Making Tracks
Making Tracks; or the Great Lunch 'Break'


Visiting the Isle of Skye in Winter is an experience. Some say it is the best time of year. Certainly, anytime I have been there in the Winter, it has always been sunnier than the rest of the UK. If you hit bad weather though, it is really bad!

A friend from the US was visiting me and I decided that a good place to visit was where dinosaurs had been found in Scotland. I took her to where one track had been found previously (in 1982) to show her some pseudo-tracks. On a newly fallen boulder I spotted some real tracks which turned out to be Scotland's first trackway and the first theropod tracks.

Later that month, I returned to collect the tracks with the permission of the Scottish Office (S.O.A.F.E.D.) who own the mineral rights. With the help of Chris Mitchell an Jan Wolfe of the Oyster Catcher Restaurant we prepared the rock for extraction. It took us four days to make a crack in the rock using pneumatic drills, rock saws, and sledgehammers. The tracks are similar to the Triassic/Lower Jurassic trackways of Connecticut and are called Grallator and Eubrontes tracks . The Scottish find is in rocks of Middle Jurassic.
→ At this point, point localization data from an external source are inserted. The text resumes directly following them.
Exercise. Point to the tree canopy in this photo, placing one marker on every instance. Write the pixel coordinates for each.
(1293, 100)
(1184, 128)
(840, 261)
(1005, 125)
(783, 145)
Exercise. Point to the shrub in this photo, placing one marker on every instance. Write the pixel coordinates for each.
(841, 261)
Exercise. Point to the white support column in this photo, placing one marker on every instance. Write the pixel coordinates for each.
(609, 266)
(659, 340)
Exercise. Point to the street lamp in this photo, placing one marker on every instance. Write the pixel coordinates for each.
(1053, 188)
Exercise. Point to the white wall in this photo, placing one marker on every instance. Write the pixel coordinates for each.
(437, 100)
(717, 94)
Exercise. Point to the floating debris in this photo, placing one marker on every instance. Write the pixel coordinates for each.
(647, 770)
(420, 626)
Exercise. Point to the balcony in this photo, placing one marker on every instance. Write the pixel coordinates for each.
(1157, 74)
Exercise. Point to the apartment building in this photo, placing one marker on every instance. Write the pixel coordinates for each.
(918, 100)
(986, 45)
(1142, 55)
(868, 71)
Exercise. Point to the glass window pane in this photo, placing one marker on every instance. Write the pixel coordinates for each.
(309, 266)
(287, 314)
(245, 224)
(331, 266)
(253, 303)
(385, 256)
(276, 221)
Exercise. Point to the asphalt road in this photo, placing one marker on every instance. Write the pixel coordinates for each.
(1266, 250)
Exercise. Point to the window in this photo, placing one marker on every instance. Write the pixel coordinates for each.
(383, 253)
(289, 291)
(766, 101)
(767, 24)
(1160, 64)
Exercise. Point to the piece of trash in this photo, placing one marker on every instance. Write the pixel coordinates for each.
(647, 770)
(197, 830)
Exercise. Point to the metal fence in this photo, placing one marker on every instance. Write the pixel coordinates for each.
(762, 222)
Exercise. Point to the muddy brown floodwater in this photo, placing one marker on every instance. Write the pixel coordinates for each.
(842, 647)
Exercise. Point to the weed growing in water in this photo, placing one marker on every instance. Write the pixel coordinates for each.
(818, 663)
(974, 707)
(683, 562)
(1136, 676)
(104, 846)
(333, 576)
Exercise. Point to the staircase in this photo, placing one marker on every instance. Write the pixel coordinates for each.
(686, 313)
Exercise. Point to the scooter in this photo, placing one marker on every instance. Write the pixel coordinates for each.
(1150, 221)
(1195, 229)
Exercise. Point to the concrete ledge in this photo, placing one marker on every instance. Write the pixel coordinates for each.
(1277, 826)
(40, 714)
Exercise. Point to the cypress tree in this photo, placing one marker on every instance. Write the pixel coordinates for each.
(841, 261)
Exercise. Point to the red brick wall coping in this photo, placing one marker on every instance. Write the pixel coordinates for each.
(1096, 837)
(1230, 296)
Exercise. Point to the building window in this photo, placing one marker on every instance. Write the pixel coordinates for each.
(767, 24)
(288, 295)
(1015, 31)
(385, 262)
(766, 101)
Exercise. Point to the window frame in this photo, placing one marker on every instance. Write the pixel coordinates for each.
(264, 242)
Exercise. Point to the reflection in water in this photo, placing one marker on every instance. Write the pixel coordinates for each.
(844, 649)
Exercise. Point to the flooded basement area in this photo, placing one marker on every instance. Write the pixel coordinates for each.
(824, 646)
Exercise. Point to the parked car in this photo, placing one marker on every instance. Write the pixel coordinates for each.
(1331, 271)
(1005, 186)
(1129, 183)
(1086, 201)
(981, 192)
When added to other evidence from the same horizon, it becomes very interesting. The tail bone I found previously is identical to the tail bone of _Coelophysis_ which is from the Triassic of New Mexico.

It looks as though what is happening in the US during the Late Triassic/Lower Jurassic is happening in Scotland in the Middle Jurassic! I hope that further research will help us understand these links better.

While collecting the track, as reported in The Times, I broke my leg rather badly and will be off work for at least six months recovering. Thanks to Chris, Jan, Paul and Euan, the emergency services on the Island, the coastguard, and the staff of the Specials Ward at the hospital in Stornoway, Isle of Lewis, I should make a full recovery. It was my first helicopter ride. That, with the entinox, made it quite a trip!